Efficient size of balance sheet

Balance Sheet News


Stephen Williamson covers the issue for the Fed and finds a lot of foreign deposits at the Fed. What happens to the balance sheet of a global currency? The balance sheet expands, relative to a domestic currency.

Currency banker  balance sheet covers price variation, innovative mis-pricings that yield sudden loans or deposits. That numbers 3%, or about 650 billion for our domestic economy. It will be much higher if the Fed is managing a global currency.

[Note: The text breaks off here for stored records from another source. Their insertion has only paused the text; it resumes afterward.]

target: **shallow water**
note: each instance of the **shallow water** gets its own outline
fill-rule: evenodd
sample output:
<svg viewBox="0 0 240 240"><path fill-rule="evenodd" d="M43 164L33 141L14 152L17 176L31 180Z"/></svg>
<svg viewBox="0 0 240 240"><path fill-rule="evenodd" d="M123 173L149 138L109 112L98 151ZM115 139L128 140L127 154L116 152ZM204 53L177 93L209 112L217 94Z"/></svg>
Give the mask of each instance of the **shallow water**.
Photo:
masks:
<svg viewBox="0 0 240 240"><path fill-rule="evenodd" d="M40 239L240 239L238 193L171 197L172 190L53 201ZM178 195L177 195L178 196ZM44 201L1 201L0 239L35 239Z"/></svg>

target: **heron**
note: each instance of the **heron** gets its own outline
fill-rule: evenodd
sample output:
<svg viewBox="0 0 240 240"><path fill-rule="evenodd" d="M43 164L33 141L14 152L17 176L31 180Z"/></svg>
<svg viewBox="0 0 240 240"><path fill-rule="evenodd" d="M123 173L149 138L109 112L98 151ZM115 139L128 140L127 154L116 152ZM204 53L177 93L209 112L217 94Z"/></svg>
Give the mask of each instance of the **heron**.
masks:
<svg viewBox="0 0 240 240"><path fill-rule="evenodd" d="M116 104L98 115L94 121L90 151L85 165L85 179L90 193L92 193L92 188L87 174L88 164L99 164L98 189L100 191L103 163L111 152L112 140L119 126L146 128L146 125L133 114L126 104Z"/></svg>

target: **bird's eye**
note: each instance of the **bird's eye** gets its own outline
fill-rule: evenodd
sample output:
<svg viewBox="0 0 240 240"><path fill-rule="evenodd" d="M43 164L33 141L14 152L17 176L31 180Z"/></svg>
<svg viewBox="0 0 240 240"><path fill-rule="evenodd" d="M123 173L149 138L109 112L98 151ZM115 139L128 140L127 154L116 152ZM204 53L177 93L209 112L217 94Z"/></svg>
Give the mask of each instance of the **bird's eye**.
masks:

Reserve currency status is keeping the ten year yield suppressed as the global economy nears recession levels, Treasury becomes safe haven. If global conditions change a reserve currency means the ten year is subject to sudden change, beware the housing market.

What could change?

Islamonuts got whalloped in the middle east; Iran, Stria and Lebanon engage in a period of peaceful consolidation, staying away from Israel. China bites the bullet on a number of important reforms. Something good happens in Italy, France, or North Africa.

What is new here?

Relative to last cycle, this is a watched pot economy, the sandbox is partially active and the trades watched much more closely by automated processes everywhere. All the possible sudden stops get hedged, and we get sudden slows instead, we tend to be Euler. Global trade information is virtually cost free and instant and quite a bit more accurate. I am betting on another 60% efficiency in adjusting than the Nixon Shock, the impulse response mild.

This post says:

"...we have a whole bunch of major cycles all at key inflection points simultaneously colliding with each other, yet the consensus view seems to be that the status quo’s just gonna continue along as it has in the past. It won’t..."
Yes, but we can still keep the tree trunk round, we been here, done this.

The Nixon Shock was not the end of the world, was not a major depression. So, the bots tell us, just take a little longer, do it a little less, and adjust your government agencies to cash flow accounting. Letting major government agencies, at all levels, keep Fed accounts is a great idea here. Tell the millennials to keep as much ice frozen as possible and watch for volcanoes.